Dire cela conduit-il à écarter les passages si nombreux qui soulignent la responsabilité de l’homme (Rm 12.1-2; Ph 2.14-16; Jc 2.14; 1 Jn 3.18…) ou l’importance des œuvres de la foi? Bien sûr que non. Il s’agit de lire et de pratiquer ces textes en rappelant notre dépendance totale à l’égard de la grâce de Dieu qui est en Jésus-Christ. « Sans moi, vous ne pouvez rien faire. Demeurez en moi » (Jn 15.4-5).
L’Écriture contient de nombreuses exhortations, mais elles sont toujours enracinées dans un contexte rédempteur. Les exhortations séparées de la grâce produisent le pharisaïsme ou le désespoir. Les prédicateurs christocentriques n’hésitent pas à présenter les commandements, mais ils veillent à ne pas ôter au Christ la place d’honneur. Tout prédicateur devrait se dire ceci à la fin de son sermon : « Lorsque mes auditeurs franchiront les portes de l’église pour aller accomplir la volonté de Dieu, avec qui marcheront-ils? S’ils repartent avec la grâce de Dieu, alors j’ai atteint mon but. »
5. Annexe : Votre prédication est-elle chrétienne?←⤒🔗
« Si le sermon que vous prêchez convient aux membres d’une synagogue juive ou d’une communauté unitarienne, cela pose un vrai problème. La prédication, si elle est véritablement chrétienne, possède des caractéristiques spécifiques, car le Christ sauveur et sanctificateur y est omniprésent. Jésus-Christ doit être au cœur du sermon que vous prêchez, qu’il s’agisse d’un sermon d’édification ou d’évangélisation.
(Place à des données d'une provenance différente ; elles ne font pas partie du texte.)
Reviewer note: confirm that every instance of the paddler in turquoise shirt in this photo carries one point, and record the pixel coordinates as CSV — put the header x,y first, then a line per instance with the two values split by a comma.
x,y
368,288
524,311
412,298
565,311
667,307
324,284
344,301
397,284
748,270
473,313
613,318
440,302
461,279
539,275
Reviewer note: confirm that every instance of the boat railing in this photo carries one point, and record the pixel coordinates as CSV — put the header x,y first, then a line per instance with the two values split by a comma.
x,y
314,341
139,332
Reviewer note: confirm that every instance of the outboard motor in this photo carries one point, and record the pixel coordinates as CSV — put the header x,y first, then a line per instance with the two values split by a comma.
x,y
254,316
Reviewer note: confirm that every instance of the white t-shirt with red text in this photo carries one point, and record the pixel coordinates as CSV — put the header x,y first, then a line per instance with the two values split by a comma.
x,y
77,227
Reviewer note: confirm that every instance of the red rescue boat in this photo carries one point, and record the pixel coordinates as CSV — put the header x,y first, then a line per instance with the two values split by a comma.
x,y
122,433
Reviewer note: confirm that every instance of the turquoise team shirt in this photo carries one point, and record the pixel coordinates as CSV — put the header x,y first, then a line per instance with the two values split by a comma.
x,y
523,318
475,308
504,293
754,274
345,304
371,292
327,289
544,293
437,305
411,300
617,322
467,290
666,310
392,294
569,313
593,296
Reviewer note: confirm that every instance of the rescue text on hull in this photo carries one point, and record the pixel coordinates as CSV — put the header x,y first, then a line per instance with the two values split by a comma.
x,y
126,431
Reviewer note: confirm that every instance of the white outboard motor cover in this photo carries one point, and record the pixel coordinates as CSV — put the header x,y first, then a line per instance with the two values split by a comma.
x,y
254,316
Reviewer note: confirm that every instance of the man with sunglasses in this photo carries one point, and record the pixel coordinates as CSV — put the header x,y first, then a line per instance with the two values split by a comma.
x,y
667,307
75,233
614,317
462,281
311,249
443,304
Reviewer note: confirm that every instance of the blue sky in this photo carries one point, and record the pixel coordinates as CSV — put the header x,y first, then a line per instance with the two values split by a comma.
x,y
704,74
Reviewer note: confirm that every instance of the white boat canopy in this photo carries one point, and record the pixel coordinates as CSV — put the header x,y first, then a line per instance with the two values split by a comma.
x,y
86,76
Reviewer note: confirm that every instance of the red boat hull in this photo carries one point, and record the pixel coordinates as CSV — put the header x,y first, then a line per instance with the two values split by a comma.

Vous ne devez pas exhorter votre communauté à faire ce que la Bible exige d’elle comme si elle pouvait le faire par elle-même, mais seulement en conséquence de la puissance salvatrice de la croix, de la présence du Christ qui demeure en nous et nous sanctifie, par son Saint-Esprit.3 »
Notes
1. John Piper, Replacer Dieu au cœur de la prédication. BLF, 2012.
2. Voir la citation de Jay E. Adams en annexe.
3. Jay E. Adams, Preaching with Purpose, p.147.